But the new bill takes any future flexibility in that arrangement out of the hands of the municipality. Should the 140,000 50,000 tonnes of garbage annually hauled to Otter Lake increase—and it easily could if the cost to ship ICI waste outside the city goes above the landfill’s tipping fees—then Halifax will need to start planning for a new landfill in the next 18 years instead of the next 40. [Ken Donnelly helpfully points out the tonnage is now 50,000 annually without ICI waste, not the 140,000 it used to be, which is what I originally wrote. —JB]

That unanticipated $85-million cost comes as a result of the province reaching down to impose legislation on a single municipality, something Halifax South Downtown councillor Waye Mason called an unprecedented bit of "political theatre." He wasn’t alone in his fury. 


“Are the residents of HRM so special that we require greater regulation around solid waste than any other municipality in the province?” asked Jennifer Watts.

“Quite frankly, it is a very, very sad day, as it relates to the quote-unquote partnership we’re supposed to have with the province of Nova Scotia,” said Bill Karsten.

“If you ask me, this piece of legislation is overkill,” said David Hendsbee, himself a former MLA. “If you ask me, we were blindsided.”

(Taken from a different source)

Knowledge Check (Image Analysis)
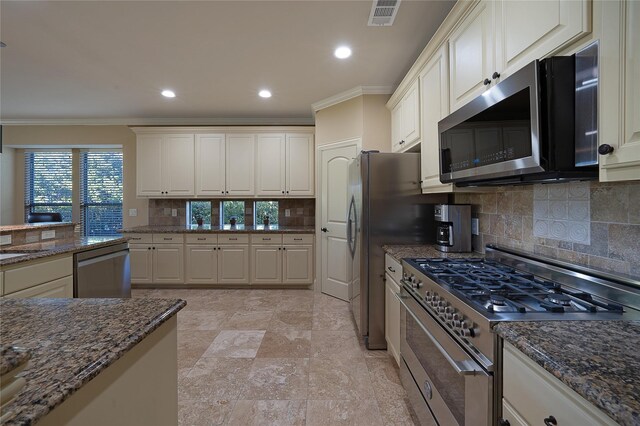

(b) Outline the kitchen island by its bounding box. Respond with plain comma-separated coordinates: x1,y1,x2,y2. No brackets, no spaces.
0,298,186,425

Reg Rankin stood up for his son and downplayed the concerns of his fellow councillors by saying the province was doing what was best for the public by preserving the municipality’s current Otter Lake policies.

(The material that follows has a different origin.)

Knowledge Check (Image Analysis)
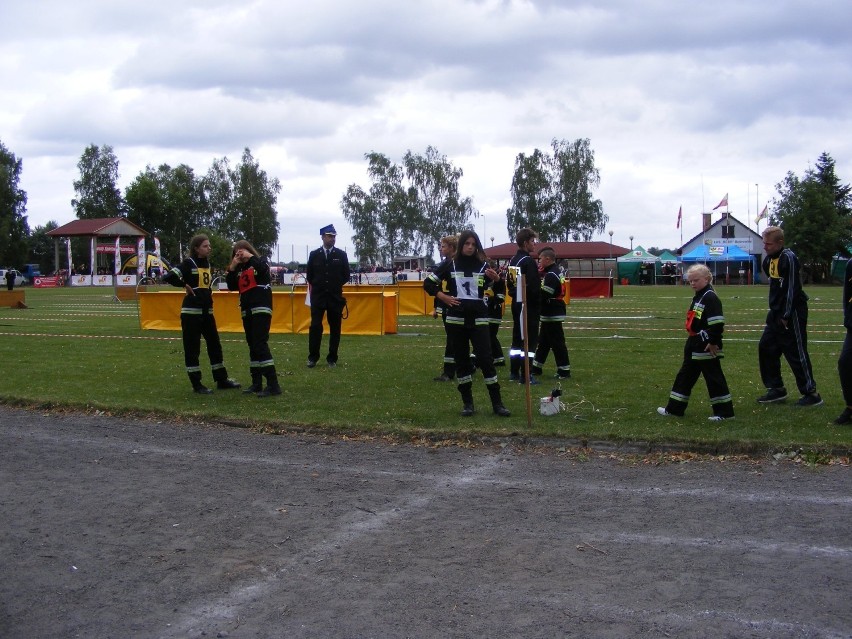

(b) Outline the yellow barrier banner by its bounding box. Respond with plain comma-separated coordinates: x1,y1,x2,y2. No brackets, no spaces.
139,287,397,335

“Let resolutions now converge into law,” Rankin said. “They’re not saying anything more than the resolution, but they’re putting it in law.”

Council eventually passed a motion to send a strongly-worded letter to Nova Scotia's Liberal government on the lack of a consultation process, and the financial and solid waste policy implication of Bill 176.

The motion passed 15-2, with only Rankin and Adams voting against.